Director Jennifer Kent holds the rights to the film. When asked if there would be a sequel, she said, "I will never allow any sequel to be made, because it's not that kind of film. I don't care how much I'm offered, it's just not going to happen."

When asked where the idea for The Babadook (2014) came from, director Jennifer Kent said, "I have a friend who's a single mother, whose son was traumatized by this monster figure that he thought he saw everywhere in the house. So I thought, 'What if this thing was real, on some level?' So I made Monster (2005) [a short film] about that idea. But I couldn't leave it alone. I kept coming back to it. And that led to The Babadook."

The movie had a campaign where you could buy a copy of the hand-created "The Babadook Pop-Up Book" for eighty dollars. The first two thousand copies are numbered and signed by the director, Jennifer Kent. The book contains pop-up pictures, as well as additional pages not seen in the movie. The campaign was only open for a limited amount in which roughly 9,500 books were sold.

William Friedkin, director of The Exorcist (1973), said of this film, "I've never seen a more terrifying film than The Babadook (2014)."

In Hebrew, ba-badook means "he is coming for sure."

Of the film's total budget of $2.5 million, $30,071 was raised via Kickstarter. Most of the funds raised from Kickstarter were channeled toward the art department.

The Babadook (2014) is based on the short film Monster (2005). The director called it the "baby babadook."

The classic Italian horror film Black Sabbath (1963), which was directed by Mario Bava, can be seen on a television at one point. The following scene in the movie is of close resemblance to the aforementioned film.

According to writer and director Jennifer Kent, the Babadook was designed based on stills from the lost film London After Midnight (1927) starring Lon Chaney.

Director Jennifer Kent mentioned (at 0:31:18 in the DVD featurette "Cast and Crew Interviews") that they auditioned eight and nine-year-olds for the part of Samuel, but there was a knowing quality that crept into their performances that precluded the innocence the filmmakers were seeking. She also mentioned that Noah Wiseman was six years old both when he auditioned for the role of Samuel and when the film was shot.

Director Jennifer Kent and Essie Davis attended drama school together.

This was the debut theatrical feature film of director Jennifer Kent.

The film became a meme and symbol for the LGBTQ community after Netflix accidentally placed it under "LGBT movies."

In a few scenes where the Babadook is present, a sound effect from "Warcraft II" (Warcraft II: Tides of Darkness (1995)/Warcraft II: Beyond the Dark Portal (1996)), a computer game by Blizzard, can be heard.

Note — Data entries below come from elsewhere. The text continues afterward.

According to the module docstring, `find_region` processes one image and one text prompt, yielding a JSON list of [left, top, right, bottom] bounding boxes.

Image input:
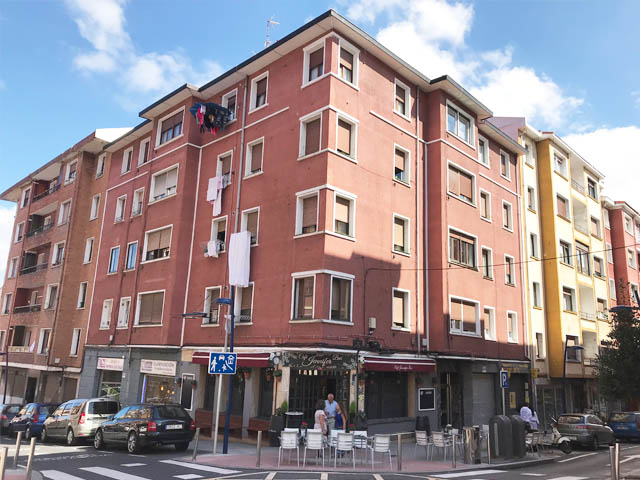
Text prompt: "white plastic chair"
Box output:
[[302, 430, 324, 468], [369, 433, 393, 470], [278, 431, 300, 468], [333, 432, 356, 470]]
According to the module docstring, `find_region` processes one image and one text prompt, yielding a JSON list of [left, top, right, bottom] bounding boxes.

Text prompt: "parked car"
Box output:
[[9, 403, 58, 440], [609, 412, 640, 440], [40, 398, 120, 445], [558, 413, 616, 450], [93, 404, 196, 453], [0, 404, 20, 433]]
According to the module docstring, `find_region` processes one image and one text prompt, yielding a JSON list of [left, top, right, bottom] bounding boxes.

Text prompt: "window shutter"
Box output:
[[304, 118, 320, 155], [338, 120, 351, 155]]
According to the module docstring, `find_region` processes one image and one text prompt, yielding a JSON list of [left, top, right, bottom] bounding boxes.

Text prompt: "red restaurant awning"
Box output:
[[191, 352, 270, 367], [364, 357, 436, 372]]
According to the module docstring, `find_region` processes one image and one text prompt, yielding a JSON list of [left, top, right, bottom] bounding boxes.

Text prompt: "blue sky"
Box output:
[[0, 0, 640, 282]]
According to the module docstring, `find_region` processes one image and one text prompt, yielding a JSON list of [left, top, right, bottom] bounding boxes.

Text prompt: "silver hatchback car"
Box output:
[[40, 398, 120, 445]]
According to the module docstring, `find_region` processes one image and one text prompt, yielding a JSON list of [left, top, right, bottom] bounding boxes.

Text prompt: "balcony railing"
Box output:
[[32, 184, 60, 202]]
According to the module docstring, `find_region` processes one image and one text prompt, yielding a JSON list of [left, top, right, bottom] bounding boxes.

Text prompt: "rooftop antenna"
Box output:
[[264, 15, 280, 48]]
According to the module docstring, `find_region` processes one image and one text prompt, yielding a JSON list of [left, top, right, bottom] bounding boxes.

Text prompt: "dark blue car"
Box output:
[[9, 403, 58, 440]]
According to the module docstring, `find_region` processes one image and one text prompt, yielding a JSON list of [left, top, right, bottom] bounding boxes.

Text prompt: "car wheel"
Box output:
[[127, 432, 140, 453]]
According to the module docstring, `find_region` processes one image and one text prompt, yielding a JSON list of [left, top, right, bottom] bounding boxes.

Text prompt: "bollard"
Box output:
[[13, 432, 22, 468], [24, 437, 36, 480], [256, 430, 262, 467], [191, 427, 200, 462]]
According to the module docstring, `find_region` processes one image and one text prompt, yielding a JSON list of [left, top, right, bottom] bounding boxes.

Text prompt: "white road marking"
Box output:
[[160, 460, 239, 475]]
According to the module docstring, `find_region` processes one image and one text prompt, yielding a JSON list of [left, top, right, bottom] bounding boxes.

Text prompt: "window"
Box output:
[[296, 192, 318, 235], [202, 287, 222, 325], [89, 194, 100, 220], [69, 328, 82, 355], [504, 255, 516, 285], [391, 288, 409, 329], [77, 282, 89, 309], [108, 247, 120, 273], [331, 276, 353, 322], [138, 138, 151, 165], [333, 194, 355, 237], [250, 72, 269, 110], [114, 195, 127, 223], [100, 298, 113, 329], [449, 297, 479, 334], [483, 307, 496, 340], [136, 291, 164, 325], [156, 109, 184, 145], [142, 227, 172, 262], [131, 188, 144, 217], [336, 116, 356, 159], [84, 238, 93, 263], [149, 165, 178, 202], [449, 230, 476, 268], [124, 242, 138, 270], [241, 208, 260, 245], [393, 215, 409, 254], [447, 164, 475, 203], [393, 79, 411, 118], [507, 312, 518, 343], [480, 190, 491, 221], [299, 115, 322, 157], [244, 138, 264, 177], [447, 104, 473, 143], [116, 297, 131, 328], [562, 287, 576, 312], [502, 200, 513, 231], [482, 247, 493, 280], [120, 147, 133, 175], [393, 145, 410, 184], [292, 277, 315, 320]]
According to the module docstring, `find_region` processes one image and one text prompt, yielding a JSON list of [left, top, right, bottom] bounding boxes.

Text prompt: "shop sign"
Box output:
[[282, 352, 356, 370], [140, 358, 176, 377], [97, 357, 124, 372]]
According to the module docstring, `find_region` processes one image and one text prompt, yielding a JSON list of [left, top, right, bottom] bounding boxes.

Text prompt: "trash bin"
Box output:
[[462, 426, 480, 464]]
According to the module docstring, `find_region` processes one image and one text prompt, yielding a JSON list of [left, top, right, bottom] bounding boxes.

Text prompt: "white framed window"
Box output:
[[69, 328, 82, 357], [483, 306, 496, 340], [393, 78, 411, 120], [333, 192, 356, 238], [138, 137, 151, 166], [120, 147, 133, 175], [449, 296, 480, 335], [391, 288, 411, 330], [295, 191, 319, 235], [240, 207, 260, 246], [113, 195, 127, 223], [116, 297, 131, 328], [84, 237, 94, 264], [76, 282, 89, 310], [393, 145, 411, 185], [447, 101, 475, 145], [244, 137, 264, 178], [149, 165, 178, 203], [89, 194, 100, 220], [249, 70, 269, 113], [135, 290, 164, 325], [100, 298, 113, 330], [291, 275, 316, 320], [329, 275, 353, 323], [142, 225, 173, 262], [298, 113, 322, 158]]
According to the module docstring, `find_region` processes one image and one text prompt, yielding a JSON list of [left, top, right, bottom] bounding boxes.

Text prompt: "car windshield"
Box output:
[[156, 405, 191, 420], [87, 402, 118, 415]]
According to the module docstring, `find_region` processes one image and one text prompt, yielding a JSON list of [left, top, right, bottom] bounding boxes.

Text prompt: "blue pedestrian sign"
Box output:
[[500, 370, 509, 388], [209, 352, 238, 375]]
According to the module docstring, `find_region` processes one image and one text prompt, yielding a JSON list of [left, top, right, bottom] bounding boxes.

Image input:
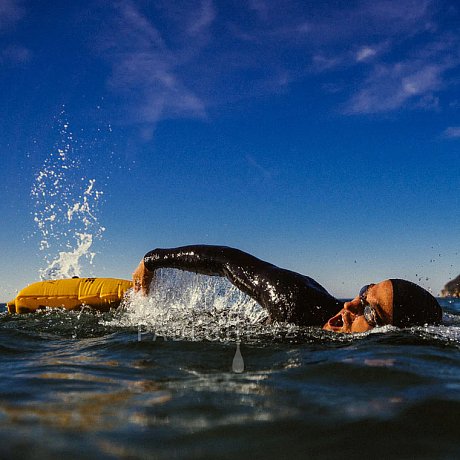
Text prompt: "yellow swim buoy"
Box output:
[[8, 278, 132, 313]]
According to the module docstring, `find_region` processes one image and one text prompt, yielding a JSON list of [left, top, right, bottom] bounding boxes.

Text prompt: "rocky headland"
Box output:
[[441, 275, 460, 297]]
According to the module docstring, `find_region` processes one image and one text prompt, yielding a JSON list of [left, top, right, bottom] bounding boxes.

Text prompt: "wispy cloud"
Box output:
[[0, 0, 24, 31], [95, 0, 460, 126], [0, 45, 31, 65], [102, 0, 210, 132], [345, 61, 448, 113], [444, 126, 460, 139]]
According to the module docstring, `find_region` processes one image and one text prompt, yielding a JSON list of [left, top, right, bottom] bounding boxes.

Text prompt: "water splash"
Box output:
[[31, 113, 105, 280], [105, 269, 274, 341]]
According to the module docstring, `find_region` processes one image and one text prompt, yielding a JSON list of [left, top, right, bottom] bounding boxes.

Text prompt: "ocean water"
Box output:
[[0, 271, 460, 460], [5, 120, 460, 460]]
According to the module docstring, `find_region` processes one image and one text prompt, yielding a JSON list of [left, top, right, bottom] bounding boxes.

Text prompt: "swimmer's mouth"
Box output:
[[327, 313, 344, 330]]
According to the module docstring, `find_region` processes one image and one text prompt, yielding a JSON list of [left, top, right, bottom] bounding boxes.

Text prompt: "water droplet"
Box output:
[[232, 342, 244, 374]]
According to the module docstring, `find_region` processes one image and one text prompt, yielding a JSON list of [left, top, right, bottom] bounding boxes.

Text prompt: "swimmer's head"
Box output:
[[323, 279, 442, 333]]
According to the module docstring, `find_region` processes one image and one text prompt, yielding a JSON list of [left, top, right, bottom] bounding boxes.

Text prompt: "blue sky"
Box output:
[[0, 0, 460, 300]]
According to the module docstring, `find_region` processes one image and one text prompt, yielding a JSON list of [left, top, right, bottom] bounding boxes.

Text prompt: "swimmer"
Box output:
[[133, 245, 442, 333]]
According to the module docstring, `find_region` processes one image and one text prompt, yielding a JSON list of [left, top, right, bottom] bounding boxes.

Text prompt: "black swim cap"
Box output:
[[390, 279, 442, 327]]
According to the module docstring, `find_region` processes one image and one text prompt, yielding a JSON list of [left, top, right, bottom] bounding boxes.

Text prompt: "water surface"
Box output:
[[0, 294, 460, 459]]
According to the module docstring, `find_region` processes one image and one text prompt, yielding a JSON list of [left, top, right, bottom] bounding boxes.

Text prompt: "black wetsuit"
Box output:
[[144, 245, 342, 326]]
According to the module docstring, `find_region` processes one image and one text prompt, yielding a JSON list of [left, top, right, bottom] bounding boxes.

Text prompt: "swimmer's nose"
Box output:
[[343, 297, 362, 315]]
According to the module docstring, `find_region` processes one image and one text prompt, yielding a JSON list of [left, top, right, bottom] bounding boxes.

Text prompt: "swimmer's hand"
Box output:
[[133, 259, 154, 295]]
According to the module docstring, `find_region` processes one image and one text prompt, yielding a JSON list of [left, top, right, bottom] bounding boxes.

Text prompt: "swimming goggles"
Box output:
[[358, 284, 381, 327]]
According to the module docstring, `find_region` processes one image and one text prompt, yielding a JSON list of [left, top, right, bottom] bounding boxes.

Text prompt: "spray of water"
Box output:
[[31, 114, 105, 280], [105, 269, 273, 341]]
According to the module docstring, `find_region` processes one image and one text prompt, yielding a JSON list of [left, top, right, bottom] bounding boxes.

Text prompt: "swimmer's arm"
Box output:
[[133, 245, 271, 302]]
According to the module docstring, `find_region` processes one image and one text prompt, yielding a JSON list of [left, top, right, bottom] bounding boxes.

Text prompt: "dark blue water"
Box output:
[[0, 299, 460, 459]]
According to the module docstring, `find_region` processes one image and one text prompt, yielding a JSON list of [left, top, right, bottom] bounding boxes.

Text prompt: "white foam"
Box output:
[[31, 117, 105, 279], [104, 269, 268, 340]]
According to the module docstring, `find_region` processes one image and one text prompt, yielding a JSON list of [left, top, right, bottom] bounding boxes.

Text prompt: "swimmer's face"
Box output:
[[323, 280, 393, 333]]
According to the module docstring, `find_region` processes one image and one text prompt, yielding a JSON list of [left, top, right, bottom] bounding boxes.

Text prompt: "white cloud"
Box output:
[[345, 61, 447, 113], [444, 126, 460, 139], [0, 45, 31, 64], [356, 46, 377, 62], [187, 0, 216, 35], [104, 1, 208, 127], [0, 0, 24, 31]]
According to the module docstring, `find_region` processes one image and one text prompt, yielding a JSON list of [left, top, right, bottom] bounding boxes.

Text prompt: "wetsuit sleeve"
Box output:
[[144, 245, 340, 326], [144, 245, 266, 303]]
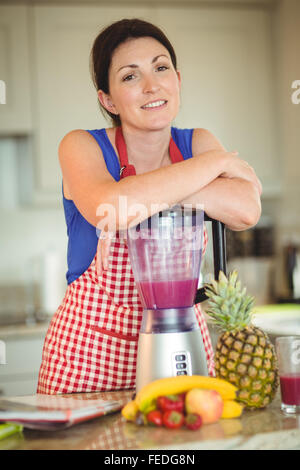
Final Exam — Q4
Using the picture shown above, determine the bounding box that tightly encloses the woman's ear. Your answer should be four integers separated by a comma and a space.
97, 90, 119, 114
176, 70, 181, 88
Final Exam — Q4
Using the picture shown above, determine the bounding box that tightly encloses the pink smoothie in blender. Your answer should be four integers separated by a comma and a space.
137, 278, 198, 309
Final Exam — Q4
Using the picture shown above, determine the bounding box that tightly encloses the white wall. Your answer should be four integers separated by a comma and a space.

The effect was a calling response of dragons in the point and click strategy game.

In the birthday party scene, the adults are all wearing shades of gray/black, the boys are all wearing blue, and the girls are all wearing pink. The mother, however, is wearing a pink dress under her black coat.

Graphic designer and illustrator of the pop-up book "Mr. Babadook," which Amelia reads to Samuel, was Alex Juhasz.

Another of the sound effects heard in a couple of scenes was from the early nineties masterpiece in gaming UFO:Enemy Unknown (X-Com).

Director Jennifer Kent was extremely sensitive about introducing the themes of the film to child actor Noah Wiseman. During the three weeks of pre-production, she carefully gave him a child-friendly version of what the story was about. Wiseman's mother was on set throughout filming, and Wiseman himself was never actually present on set during scenes in which Essie Davis' character abuses her son; Davis instead delivered the lines to an adult actor who stood on his knees. Kent is quoted as saying, "I didn't want to destroy a childhood to make this film."

This film marked a rare achievement for characters in a horror movie: everyone alive at the beginning of the film stays alive at the end (excluding the dog).

A vocal sample from the opening cinematic of the Playstation 1 game Resident Evil can be heard multiple times during the final confrontation.

The scream heard repeatedly towards the end is that of Motaro, a character from Mortal Kombat 3 (1995).